10. De bewijsmiddelen, gelezen in onderling verband en samenhang, houden in dat de verdachte ten tijde van de aanhouding voldeed aan het signalement van de persoon die nadat een steen was gegooid door een ruit van de schuifpui van een aan de Westerdijk te Utrecht gelegen woning, met iets dat licht gaf stond te rommelen aan de aan de Westerdijk gelegen toegang van de binnenplaats en enkele minuten tevoren na het horen van een raar geluid was weggerend en daarna weer was teruggekomen.

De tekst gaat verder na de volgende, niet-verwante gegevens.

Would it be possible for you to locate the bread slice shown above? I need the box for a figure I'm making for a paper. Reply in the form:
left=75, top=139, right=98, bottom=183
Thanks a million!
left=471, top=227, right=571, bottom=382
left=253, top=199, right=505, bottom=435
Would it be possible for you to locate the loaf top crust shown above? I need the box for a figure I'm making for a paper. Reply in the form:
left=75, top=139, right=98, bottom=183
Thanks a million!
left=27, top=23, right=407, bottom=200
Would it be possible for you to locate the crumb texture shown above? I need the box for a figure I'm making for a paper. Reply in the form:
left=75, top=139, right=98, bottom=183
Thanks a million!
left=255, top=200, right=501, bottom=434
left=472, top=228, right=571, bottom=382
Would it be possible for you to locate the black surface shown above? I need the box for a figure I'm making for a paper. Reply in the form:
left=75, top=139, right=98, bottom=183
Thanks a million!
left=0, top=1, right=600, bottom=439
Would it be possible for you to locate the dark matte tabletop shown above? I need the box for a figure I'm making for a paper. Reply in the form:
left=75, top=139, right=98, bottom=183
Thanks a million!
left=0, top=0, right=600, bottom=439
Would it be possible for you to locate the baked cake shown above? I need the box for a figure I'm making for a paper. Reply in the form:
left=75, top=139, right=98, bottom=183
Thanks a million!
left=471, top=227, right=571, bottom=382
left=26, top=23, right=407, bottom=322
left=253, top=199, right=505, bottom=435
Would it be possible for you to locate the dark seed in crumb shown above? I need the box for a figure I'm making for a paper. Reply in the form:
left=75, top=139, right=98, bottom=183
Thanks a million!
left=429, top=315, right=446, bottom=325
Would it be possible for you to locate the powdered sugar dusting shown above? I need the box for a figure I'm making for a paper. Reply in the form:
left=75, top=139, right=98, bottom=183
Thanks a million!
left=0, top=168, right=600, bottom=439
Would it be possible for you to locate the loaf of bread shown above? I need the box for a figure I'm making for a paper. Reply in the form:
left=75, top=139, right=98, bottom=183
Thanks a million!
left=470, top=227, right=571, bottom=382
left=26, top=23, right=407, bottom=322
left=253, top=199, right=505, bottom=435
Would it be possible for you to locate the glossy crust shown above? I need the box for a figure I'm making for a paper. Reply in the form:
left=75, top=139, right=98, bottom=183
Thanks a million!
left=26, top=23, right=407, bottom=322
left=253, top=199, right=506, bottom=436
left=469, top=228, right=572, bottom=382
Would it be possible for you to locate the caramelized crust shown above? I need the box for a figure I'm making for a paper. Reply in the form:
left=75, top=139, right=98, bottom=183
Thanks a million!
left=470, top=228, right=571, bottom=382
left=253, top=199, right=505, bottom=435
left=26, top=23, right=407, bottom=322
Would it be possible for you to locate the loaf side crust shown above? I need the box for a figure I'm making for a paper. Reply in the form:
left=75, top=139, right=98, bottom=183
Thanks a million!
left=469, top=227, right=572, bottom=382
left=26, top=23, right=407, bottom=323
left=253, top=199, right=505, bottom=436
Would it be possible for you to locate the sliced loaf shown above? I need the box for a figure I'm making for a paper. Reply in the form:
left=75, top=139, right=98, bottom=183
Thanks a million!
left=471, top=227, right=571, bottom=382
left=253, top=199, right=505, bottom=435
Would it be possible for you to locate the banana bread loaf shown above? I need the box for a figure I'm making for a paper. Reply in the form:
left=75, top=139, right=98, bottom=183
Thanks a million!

Voorts in aanmerking genomen dat de verdachte ten tijde van de aanhouding over een zaklamp, dus over iets dat licht gaf beschikte, en kennelijk doende was zich toegang tot bedoelde binnenplaats te verschaffen kan uit de gebezigde bewijsmiddelen worden afgeleid dat de verdachte degene was die de bewezenverklaarde poging tot inbraak heeft gepleegd.
11. Het middel faalt.
12. De middelen kunnen worden afgedaan met de in art. 81 RO bedoelde motivering.
13. Gronden waarop de Hoge Raad gebruik zou moeten maken van zijn bevoegdheid de bestreden uitspraak ambtshalve te vernietigen heb ik niet aangetroffen. Deze conclusie strekt tot verwerping van het beroep.
De Procureur-Generaal
bij de Hoge Raad der Nederlanden
AG
1 HR 12 maart 2002, LJN AD5163, NJ 2002, 317, m. nt. Sch, rov. 3.41.